И тут неожиданно вклинился Квадрига:
— А почему, собственно, вы считаете, что мы там проиграли?
Антон даже растерялся на мгновение.
— Н-ну… потому что это общепринятое мнение.
— А я вот так не считаю, — сказал Квадрига. И добавил:
— Терпеть не могу общепринятое мнение.
Антон промолчал, Виктор на всякий случай тоже. Квадрига не унимался:
— На Последней войне я писал батальные сцены. С натуры. Мне почему-то знакомо ваше лицо, господин Думбель. Я не мог встречать вас на фронте? Нет?
— Нет, — отрезал Антон. — Меня там не было.
— Я пью за победителей Последней войны! — многозначительно изрек Квадрига и поднял свой стаканчик с охлажденным ромом.
— Так вы все-таки хотите услышать, Виктор, почему мы проиграли в той войне?
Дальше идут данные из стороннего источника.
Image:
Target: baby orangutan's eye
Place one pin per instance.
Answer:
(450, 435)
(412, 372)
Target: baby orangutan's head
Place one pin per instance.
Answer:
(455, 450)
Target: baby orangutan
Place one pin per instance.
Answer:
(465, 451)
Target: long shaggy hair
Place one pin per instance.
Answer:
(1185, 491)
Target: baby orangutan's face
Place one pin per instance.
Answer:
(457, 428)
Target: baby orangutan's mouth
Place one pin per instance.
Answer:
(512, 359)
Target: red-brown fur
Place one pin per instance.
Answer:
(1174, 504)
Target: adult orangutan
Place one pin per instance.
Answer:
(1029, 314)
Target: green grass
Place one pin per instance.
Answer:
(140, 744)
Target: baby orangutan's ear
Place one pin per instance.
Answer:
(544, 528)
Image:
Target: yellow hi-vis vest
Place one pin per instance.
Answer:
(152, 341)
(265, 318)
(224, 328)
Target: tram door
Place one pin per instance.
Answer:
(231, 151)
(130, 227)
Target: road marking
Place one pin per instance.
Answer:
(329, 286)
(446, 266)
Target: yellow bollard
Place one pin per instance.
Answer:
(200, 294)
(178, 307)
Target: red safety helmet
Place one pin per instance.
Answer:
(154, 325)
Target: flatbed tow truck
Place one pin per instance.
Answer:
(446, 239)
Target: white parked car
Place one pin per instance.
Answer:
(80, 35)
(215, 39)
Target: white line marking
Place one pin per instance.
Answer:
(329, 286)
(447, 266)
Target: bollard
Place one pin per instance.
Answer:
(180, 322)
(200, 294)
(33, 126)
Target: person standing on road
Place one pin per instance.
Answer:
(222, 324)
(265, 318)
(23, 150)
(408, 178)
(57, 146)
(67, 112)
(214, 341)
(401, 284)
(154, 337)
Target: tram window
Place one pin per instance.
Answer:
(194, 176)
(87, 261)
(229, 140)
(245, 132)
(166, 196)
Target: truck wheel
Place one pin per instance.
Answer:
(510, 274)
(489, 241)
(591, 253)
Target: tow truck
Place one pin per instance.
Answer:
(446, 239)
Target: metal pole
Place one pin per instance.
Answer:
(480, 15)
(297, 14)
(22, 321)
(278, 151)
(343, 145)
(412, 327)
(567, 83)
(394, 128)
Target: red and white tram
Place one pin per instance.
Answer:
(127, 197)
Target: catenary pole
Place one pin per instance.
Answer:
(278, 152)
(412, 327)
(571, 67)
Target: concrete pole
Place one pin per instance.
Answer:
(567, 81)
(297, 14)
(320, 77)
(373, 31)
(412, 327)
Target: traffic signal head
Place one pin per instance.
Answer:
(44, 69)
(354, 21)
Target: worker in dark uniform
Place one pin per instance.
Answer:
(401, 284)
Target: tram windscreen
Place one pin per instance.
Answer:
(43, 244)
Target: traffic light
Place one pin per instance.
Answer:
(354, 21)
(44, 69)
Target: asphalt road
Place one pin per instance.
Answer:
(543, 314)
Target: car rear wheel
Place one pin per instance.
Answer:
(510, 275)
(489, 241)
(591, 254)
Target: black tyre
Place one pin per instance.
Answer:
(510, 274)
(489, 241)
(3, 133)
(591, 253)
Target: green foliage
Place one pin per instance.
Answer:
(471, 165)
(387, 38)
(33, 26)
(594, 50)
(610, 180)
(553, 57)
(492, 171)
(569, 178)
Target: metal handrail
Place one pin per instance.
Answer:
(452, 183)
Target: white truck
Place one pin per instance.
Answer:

— Разумеется. Я вас слушаю.
— Потому что мы не знали, с кем воюем и для чего воюем, потому что у нас не было
идеи, а у них, у наших врагов, — была. Они точно знали, что идут на бой за Аллаха, а у нас одни выполняли интернациональный долг, другие сводили личные счеты, третьи зарабатывали деньги, а в итоге все дружно признали, что это была интервенция, постыдная захватническая война и вообще ошибка.
— Простите, — прервал его Виктор, — но ведь это же все общее место. Не позорьтесь, Антон, вам не пристало пересказывать такие банальности.
— Вы не дослушали меня, — жестко сказал Антон. — Это всего лишь необходимая преамбула. Извините, если напомнил вам общеизвестные вещи. Официант! Двойной коньяк. Мне и господину Баневу. Вы не возражаете?
— Пока — нет, — сказал Виктор.
— Так вот, суть моей мысли заключается в том, что мы вели на самом деле не захватническую, а чисто оборонительную войну, мы, как всегда, раньше других почувствовали главную мировую угрозу и приняли удар на себя. Мы вступили в священную войну, не поняв ее смысла, и потому вынуждены были прекратить ее. Но теперь-то уже всем ясен зловещий смысл великого противостояния Север — Юг, заменившего собою ушедшее в историю противостояние Востока и Запада. Хотим мы этого или нет, шутили вы или говорили серьезно, но Последняя война была не последней, вы правы, нам снова придется воевать. И уж теперь-то мы победим, должны победить, иначе…
— Простите, — снова перебил его Виктор. — Но что-то на этот раз я не до конца вас понимаю. Кто он, этот враг с Юга, которому вы объявляете священную войну?
— О Господи! Правильно говорил Голем, что писатели — народ необразованный. Вы Салмана Рушди читали?
— «Сатанинские стихи»? Наслышан.
— Он написал не только «Сатанинские стихи», он много чего написал о мусульманах. И это он сказал, что главной угрозой для современной цивилизации является мусульманский мир. Мне неважно, арабы они, турки, пуштуны или боснийцы, они — мусульмане, и значит, враги. Я знаю, что такое ислам, уж вы мне поверьте. Да, я инспектор по делам национальностей, но это не значит, что я националист, как твердят эти оголтелые правозащитники. Я вовсе не отдаю предпочтения каким-то отдельным нациям, я отдаю предпочтение более гуманной религии и более высокой культуре. Вот и все.
Виктор даже есть перестал. Он смотрел на Антона и удивлялся произошедшей в нем перемене, из респектабельного, уравновешенного чиновника с так называемыми погонами в кармане он превратился в митингующего, почти истеричного политика или в боевого командира, с отчаянной смелостью поднимающего свою роту против неприятельского батальона.
Антон продолжал, увлекаясь все больше:
— Надо же наконец, надо же рано или поздно делать свой выбор, если мы действительно не хотим погубить цивилизацию. Нашу цивилизацию. Сколько можно кричать о равенстве перед законом и перед Богом (каким Богом?), сколько можно кричать о свободе и справедливости, когда в ответ тебе кричат «Джихад!» или «Газават!», а других слов просто не знают и не хотят слышать. С ними же не о чем договариваться. С ними нельзя договариваться. Их надо просто уничтожать.